Abstract
The SARS-CoV-2 spike protein is known to bind to the receptor, ACE2, on the surface of target cells. The spike protein is processed by membrane proteases, including TMPRSS2, and is either internalised or fuses directly with the cell, leading to infection. We identified a human cell line that expresses both ACE2 and TMPRSS2, the RT4 urinary bladder transitional carcinoma, and used it to develop a proxy assay for viral interactions with host cells.

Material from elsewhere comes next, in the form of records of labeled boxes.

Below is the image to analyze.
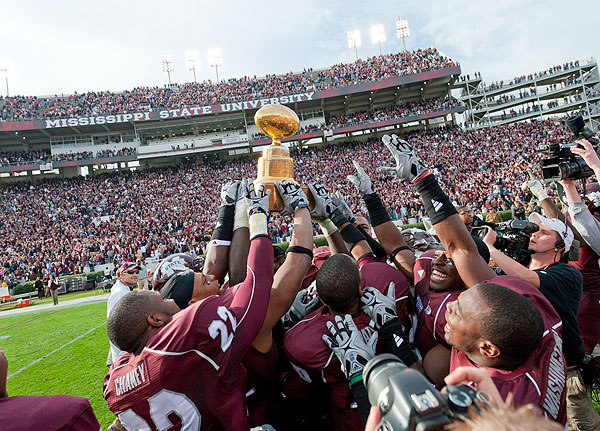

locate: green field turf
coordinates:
[0,301,600,429]
[0,298,114,429]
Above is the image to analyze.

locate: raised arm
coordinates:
[229,180,273,364]
[253,181,312,353]
[378,135,496,287]
[202,181,240,284]
[347,161,415,281]
[308,184,373,260]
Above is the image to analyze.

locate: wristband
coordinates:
[248,213,269,239]
[356,252,377,262]
[415,175,458,225]
[233,199,249,231]
[286,245,313,259]
[317,218,337,236]
[413,170,431,186]
[363,192,392,227]
[211,205,235,241]
[356,226,387,259]
[350,373,362,386]
[390,245,411,262]
[340,224,365,252]
[329,208,348,228]
[208,239,231,247]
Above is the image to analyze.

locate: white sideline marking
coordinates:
[7,322,106,379]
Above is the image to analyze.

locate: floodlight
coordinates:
[371,24,385,55]
[348,29,362,61]
[208,48,223,83]
[185,51,200,82]
[396,19,410,51]
[160,54,175,85]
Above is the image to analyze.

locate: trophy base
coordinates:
[261,182,315,212]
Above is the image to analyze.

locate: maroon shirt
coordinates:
[283,257,408,431]
[104,238,273,431]
[450,276,567,424]
[414,250,462,356]
[0,395,100,431]
[569,219,600,354]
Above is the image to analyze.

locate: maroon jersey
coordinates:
[104,238,273,431]
[283,256,408,430]
[569,233,600,354]
[414,251,462,356]
[577,288,600,354]
[450,276,567,424]
[0,395,100,431]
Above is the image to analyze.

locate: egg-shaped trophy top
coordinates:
[254,105,300,145]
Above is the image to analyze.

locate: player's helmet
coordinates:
[152,253,204,290]
[402,227,439,251]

A tagged recombinant form of the spike protein, containing both the S1 and S2 domains, binds strongly to RT4 cells as determined by flow cytometry. Binding is temperature dependent and increases sharply at 37°C, suggesting that processing of the spike protein is likely to be important in the interaction. As the spike protein has previously been shown to bind heparin, a soluble glycosaminoglycan, we used a flow cytometry assay to determine the effect of heparin on spike protein binding to RT4 cells. Unfractionated heparin inhibited spike protein binding with an IC50 value of <0.05U/ml whereas two low molecular weight heparins were much less effective. This suggests that heparin, particularly unfractionated forms, could be considered to reduce clinical manifestations of COVID-19 by inhibiting continuing viral infection. Despite the sensitivity to heparin, we found no evidence that host cell glycosaminoglycans such as heparan and chondroitin sulphates play a major role in spike protein attachment.
Competing Interest Statement
The authors have declared no competing interest.